Councilor Victor Chau said at the meeting that he did not feel comfortable voting for something the recreation commission could not recommend.
Mayor Michael Foley said Wednesday that the City Council had asked the administration to identify a location to replace the ice rink on Stroudwater Street, now the site of a Westbrook Housing Authority project, and to “move forward with design, planning and pricing.” The housing authority offered to donate $150,000 towards a new rink.
“We thought the dual rink/pickleball courts would have been a great addition to this project, making it a year-round facility and adding a new and growing recreation option in the community that many members of the public have been asking for,” Foley said.
The city had asked the recreation commission to approve $100,000 in open space funds to be put toward the rink and courts, which would cost a total of $238,820. Those upgrades would have been part of a $1.2 million improvement project that is underway at the recreation area.
“The project scope includes improvements (e.g., grading, drainage, utilities, ADA accessibility, etc.) to the ball fields, portions of the trail, parking lot, driveway and entrance to include sidewalks, signage, lighting, etc. and an additional multi-use field,” Westbrook’s project manager Robyn Saunders said in an email to the American Journal.
Foley said that project, which has been in the works for a few years, would continue as planned.
The city proposed that the rink and pickleball courts could be located at the site of the outdoor swimming pool, which was constructed in 1984 to replace a pool that had been built in 1949. The pool was in serious disrepair and deemed unsafe for swimmers.
Phil Spiller Jr., whose father when mayor secured federal funding for the 1984 replacement, said the pool has been removed from the recreation area over the last couple of months.
Recreation commission member Nathaniel Dyer said in an email to the City Council that he found both the elimination of the pool and the plan to move ahead with the ice rink “deeply troubling.”
“The removal of the pool without a concrete plan for its replacement leaves the citizens and children of Westbrook without any outdoor water feature for an indefinite period of time,” Dyer said. “Additionally, the lack of adequate community input and collaboration regarding the rink concept is deeply troubling.”

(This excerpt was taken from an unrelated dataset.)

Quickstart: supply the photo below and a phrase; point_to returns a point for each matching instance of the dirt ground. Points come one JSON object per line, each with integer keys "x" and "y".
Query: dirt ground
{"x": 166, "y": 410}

Spiller, a former member of the recreation commission, said a splash pad was included as part of the improvement project when he wrote the application for funding from the federal Land & Water Conservation Fund. Now, he said, a splash pad is not part of the upgrades. He had actively opposed adding an ice skating rink and pickleball courts to the recreational area without proof, he said, that those additions would be allowed under the grant as written.
The City Council will take a final vote on the ice rink and pickleball courts at an upcoming meeting.
The city has spent $8,500 in design and construction drawings for the rink and courts.